Cependant, il faudrait inclure dans l’analyse deux impôts locaux de production, la cotisation sur la valeur ajoutée des entreprises (CVAE) françaises et son équivalent italien (IRAP), qui frappent la valeur ajoutée, qui est un solde intermédiaire entre le chiffre d’affaires et le bénéfice. Cette assiette est donc plus large que le bénéfice et il arrive parfois que même des entreprises déficitaires soient exposées à la CVAE. Une baisse significative du taux de CVAE (le taux marginal était de 1,5 %) a été engagée depuis 2021 avec une suppression annoncée pour 2024. La situation financière a cependant amené le législateur à repousser l’échéance à 2027 puis, en vertu de la loi de finances pour 2025, à 2030, le taux marginal demeurant de 0,28 % cette année.
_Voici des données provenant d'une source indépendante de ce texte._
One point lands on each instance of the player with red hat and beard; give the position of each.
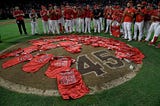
(88, 16)
(155, 18)
(81, 16)
(139, 22)
(34, 23)
(75, 19)
(116, 21)
(128, 19)
(68, 17)
(44, 16)
(157, 31)
(19, 15)
(108, 14)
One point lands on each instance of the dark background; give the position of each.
(7, 6)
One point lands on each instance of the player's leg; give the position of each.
(82, 24)
(57, 26)
(140, 27)
(19, 26)
(151, 29)
(89, 25)
(125, 30)
(66, 26)
(155, 37)
(135, 30)
(32, 28)
(95, 25)
(129, 31)
(23, 26)
(99, 25)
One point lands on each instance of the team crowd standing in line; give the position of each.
(67, 19)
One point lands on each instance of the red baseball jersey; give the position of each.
(70, 84)
(57, 65)
(17, 60)
(128, 18)
(109, 14)
(37, 62)
(74, 48)
(52, 15)
(81, 14)
(44, 15)
(156, 13)
(68, 13)
(88, 13)
(18, 14)
(139, 17)
(75, 14)
(59, 13)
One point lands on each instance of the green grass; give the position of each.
(142, 90)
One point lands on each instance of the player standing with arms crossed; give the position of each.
(139, 22)
(155, 22)
(128, 19)
(157, 31)
(19, 15)
(34, 24)
(96, 20)
(44, 16)
(88, 15)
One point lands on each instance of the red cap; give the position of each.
(144, 3)
(150, 5)
(33, 11)
(50, 5)
(43, 7)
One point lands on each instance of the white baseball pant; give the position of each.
(138, 26)
(128, 30)
(151, 29)
(88, 25)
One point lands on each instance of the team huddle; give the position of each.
(112, 19)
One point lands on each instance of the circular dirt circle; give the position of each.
(99, 66)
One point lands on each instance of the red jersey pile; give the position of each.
(68, 79)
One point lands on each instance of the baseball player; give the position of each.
(88, 15)
(155, 18)
(68, 17)
(53, 19)
(155, 37)
(157, 31)
(50, 6)
(147, 17)
(96, 20)
(101, 18)
(59, 18)
(19, 14)
(44, 16)
(127, 19)
(75, 19)
(81, 20)
(34, 24)
(108, 15)
(139, 22)
(116, 19)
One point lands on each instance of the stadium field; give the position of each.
(142, 90)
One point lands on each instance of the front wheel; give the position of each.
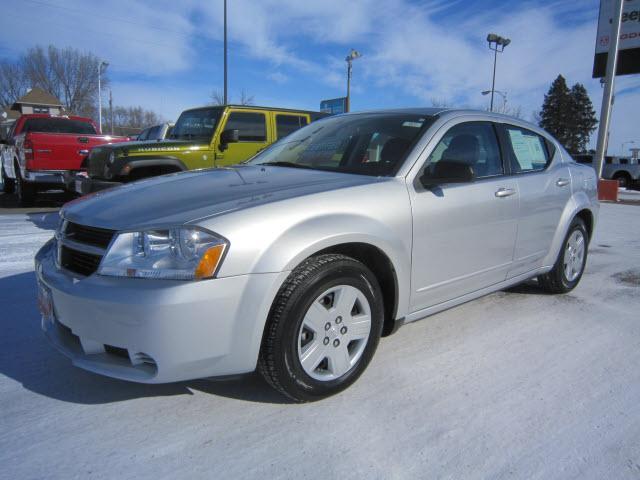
(569, 267)
(323, 328)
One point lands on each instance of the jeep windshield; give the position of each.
(365, 144)
(196, 124)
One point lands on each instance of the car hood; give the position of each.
(189, 196)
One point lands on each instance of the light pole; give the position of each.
(624, 143)
(353, 55)
(225, 52)
(497, 44)
(502, 94)
(100, 70)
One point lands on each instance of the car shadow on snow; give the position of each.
(27, 358)
(44, 220)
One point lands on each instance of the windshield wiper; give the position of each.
(285, 164)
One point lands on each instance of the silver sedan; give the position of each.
(298, 261)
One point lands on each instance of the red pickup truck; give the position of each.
(41, 148)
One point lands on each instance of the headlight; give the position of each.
(182, 253)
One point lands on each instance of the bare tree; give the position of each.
(69, 74)
(13, 83)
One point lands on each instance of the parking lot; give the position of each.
(518, 384)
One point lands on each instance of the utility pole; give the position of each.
(354, 54)
(111, 110)
(100, 65)
(607, 95)
(225, 52)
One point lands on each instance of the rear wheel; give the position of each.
(569, 267)
(6, 184)
(323, 329)
(26, 191)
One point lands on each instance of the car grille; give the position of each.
(81, 247)
(99, 237)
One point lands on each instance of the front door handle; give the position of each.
(505, 192)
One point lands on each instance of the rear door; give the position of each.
(544, 186)
(463, 234)
(252, 126)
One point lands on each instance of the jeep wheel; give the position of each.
(323, 328)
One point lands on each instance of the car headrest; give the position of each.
(394, 150)
(463, 148)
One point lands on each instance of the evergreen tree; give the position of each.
(583, 119)
(556, 111)
(568, 115)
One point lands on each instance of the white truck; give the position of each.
(623, 169)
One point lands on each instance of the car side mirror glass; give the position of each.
(231, 135)
(447, 171)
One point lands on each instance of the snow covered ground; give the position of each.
(515, 385)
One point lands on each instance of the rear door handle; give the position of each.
(505, 192)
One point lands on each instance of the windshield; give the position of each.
(58, 125)
(366, 144)
(196, 124)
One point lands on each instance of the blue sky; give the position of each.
(167, 55)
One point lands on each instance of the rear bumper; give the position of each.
(81, 184)
(49, 177)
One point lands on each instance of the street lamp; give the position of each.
(100, 70)
(624, 143)
(502, 94)
(497, 44)
(353, 55)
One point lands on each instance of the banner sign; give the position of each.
(629, 47)
(334, 105)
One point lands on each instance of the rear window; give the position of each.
(286, 124)
(58, 125)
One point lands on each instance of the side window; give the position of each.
(286, 124)
(154, 132)
(529, 150)
(472, 143)
(252, 127)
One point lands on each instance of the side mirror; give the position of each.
(229, 136)
(446, 171)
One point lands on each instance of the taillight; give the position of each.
(27, 148)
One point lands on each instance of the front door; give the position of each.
(252, 129)
(463, 234)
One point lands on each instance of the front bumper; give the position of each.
(46, 177)
(157, 331)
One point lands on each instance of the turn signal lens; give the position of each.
(209, 262)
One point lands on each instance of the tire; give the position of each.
(25, 191)
(8, 184)
(569, 267)
(624, 180)
(314, 342)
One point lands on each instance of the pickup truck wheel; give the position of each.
(569, 267)
(25, 191)
(8, 184)
(323, 329)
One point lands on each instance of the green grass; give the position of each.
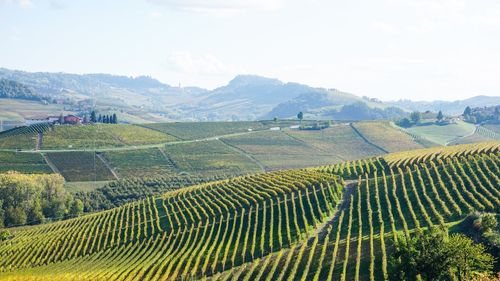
(339, 140)
(140, 163)
(18, 109)
(101, 135)
(386, 136)
(84, 186)
(80, 166)
(200, 130)
(443, 134)
(32, 163)
(209, 157)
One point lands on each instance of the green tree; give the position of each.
(415, 117)
(405, 122)
(467, 111)
(300, 116)
(35, 214)
(15, 216)
(76, 208)
(432, 255)
(4, 234)
(92, 117)
(440, 116)
(467, 258)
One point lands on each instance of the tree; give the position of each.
(405, 122)
(92, 117)
(76, 208)
(467, 111)
(488, 222)
(433, 255)
(300, 116)
(35, 214)
(15, 216)
(4, 234)
(468, 258)
(415, 117)
(440, 116)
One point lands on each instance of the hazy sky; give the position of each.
(390, 49)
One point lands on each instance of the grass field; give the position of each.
(84, 186)
(443, 134)
(80, 166)
(278, 150)
(101, 135)
(31, 163)
(18, 110)
(340, 140)
(209, 157)
(386, 136)
(140, 163)
(290, 225)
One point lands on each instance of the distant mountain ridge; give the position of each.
(246, 97)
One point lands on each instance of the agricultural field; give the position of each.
(30, 163)
(80, 166)
(306, 224)
(279, 150)
(18, 110)
(443, 134)
(385, 136)
(149, 162)
(340, 141)
(202, 130)
(211, 157)
(101, 136)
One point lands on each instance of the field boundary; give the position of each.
(50, 163)
(108, 165)
(367, 140)
(246, 154)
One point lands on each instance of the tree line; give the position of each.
(106, 119)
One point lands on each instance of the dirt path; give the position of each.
(108, 165)
(349, 189)
(455, 140)
(39, 141)
(367, 140)
(244, 153)
(51, 164)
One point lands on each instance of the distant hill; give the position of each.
(246, 97)
(448, 107)
(14, 90)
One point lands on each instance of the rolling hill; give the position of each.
(320, 223)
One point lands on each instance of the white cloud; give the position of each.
(21, 3)
(206, 64)
(221, 7)
(383, 27)
(155, 14)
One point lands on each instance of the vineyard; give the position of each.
(290, 225)
(23, 162)
(80, 166)
(241, 220)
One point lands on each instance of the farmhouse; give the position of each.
(72, 119)
(68, 119)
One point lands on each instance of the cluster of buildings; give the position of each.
(61, 119)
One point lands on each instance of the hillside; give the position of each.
(314, 224)
(246, 97)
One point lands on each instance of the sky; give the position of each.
(389, 49)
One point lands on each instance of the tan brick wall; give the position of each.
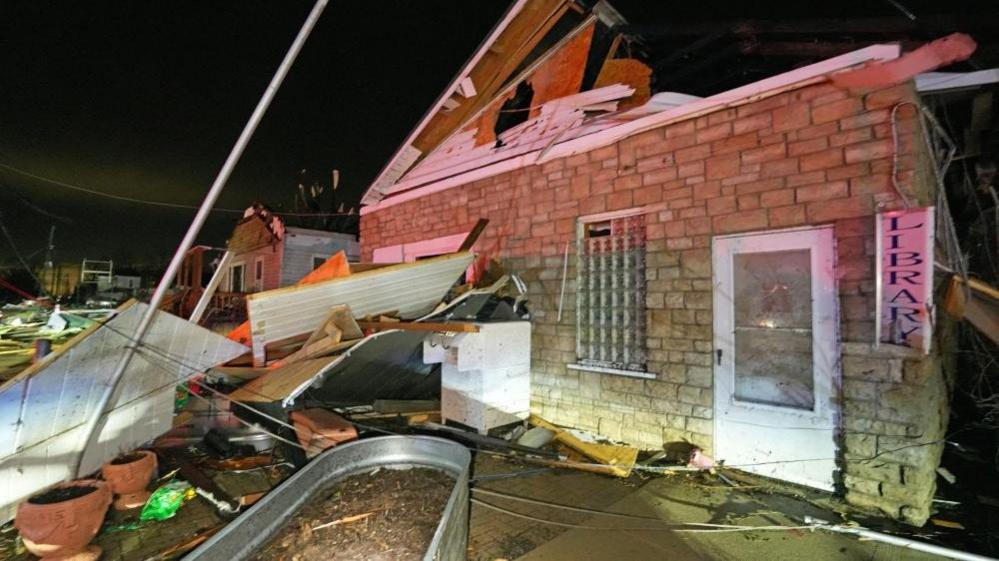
(816, 155)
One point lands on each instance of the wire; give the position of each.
(539, 502)
(566, 463)
(663, 526)
(148, 202)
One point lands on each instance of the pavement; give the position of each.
(661, 502)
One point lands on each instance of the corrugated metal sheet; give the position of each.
(43, 409)
(411, 289)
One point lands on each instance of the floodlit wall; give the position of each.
(817, 155)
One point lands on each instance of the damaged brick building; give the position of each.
(698, 269)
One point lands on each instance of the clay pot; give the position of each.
(61, 530)
(129, 479)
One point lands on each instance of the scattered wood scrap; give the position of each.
(338, 332)
(618, 459)
(976, 302)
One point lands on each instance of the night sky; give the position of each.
(145, 99)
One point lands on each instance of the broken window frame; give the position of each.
(611, 333)
(235, 286)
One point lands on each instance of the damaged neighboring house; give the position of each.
(262, 254)
(266, 254)
(750, 271)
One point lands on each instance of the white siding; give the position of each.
(301, 245)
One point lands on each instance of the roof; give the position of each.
(575, 134)
(547, 50)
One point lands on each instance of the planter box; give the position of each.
(255, 527)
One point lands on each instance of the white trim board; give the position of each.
(814, 73)
(406, 149)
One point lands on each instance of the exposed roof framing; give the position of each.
(499, 56)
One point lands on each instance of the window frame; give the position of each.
(637, 311)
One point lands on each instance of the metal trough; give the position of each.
(254, 528)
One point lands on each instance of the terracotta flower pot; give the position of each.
(59, 530)
(129, 475)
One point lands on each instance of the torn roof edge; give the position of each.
(447, 179)
(407, 144)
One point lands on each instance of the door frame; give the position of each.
(825, 415)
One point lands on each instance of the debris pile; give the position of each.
(32, 328)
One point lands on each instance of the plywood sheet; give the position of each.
(42, 410)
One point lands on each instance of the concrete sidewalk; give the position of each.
(669, 499)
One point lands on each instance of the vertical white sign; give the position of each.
(905, 277)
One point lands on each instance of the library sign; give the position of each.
(905, 277)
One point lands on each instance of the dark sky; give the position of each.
(145, 99)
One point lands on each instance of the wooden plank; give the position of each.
(44, 409)
(502, 58)
(323, 347)
(280, 382)
(412, 288)
(455, 327)
(619, 459)
(213, 284)
(473, 235)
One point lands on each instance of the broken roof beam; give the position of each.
(494, 68)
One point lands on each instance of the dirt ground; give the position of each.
(385, 515)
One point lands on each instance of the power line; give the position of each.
(133, 200)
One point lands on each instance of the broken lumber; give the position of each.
(455, 327)
(619, 459)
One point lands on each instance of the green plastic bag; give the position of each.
(165, 501)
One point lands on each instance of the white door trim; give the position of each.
(767, 443)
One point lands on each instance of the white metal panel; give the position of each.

Rappelons que si la plupart des artistes sont exonérés de CVAE en tant qu’ils sont exonérés de cotisation foncière des entreprises (CFE), les deux impôts étant liés, ce n’est pas le cas ni des galeristes ni d’autres intermédiaires du marché de l’art.
Par ailleurs, les plus grandes entreprises françaises, celles dont le chiffre d’affaires est supérieur à 1 ou 3 milliards d’euros, paieront en 2025 une nouvelle surtaxe exceptionnelle qui portera leur taux cumulé d’imposition des bénéfices, respectivement, à 30,97 % ou 36,125 %.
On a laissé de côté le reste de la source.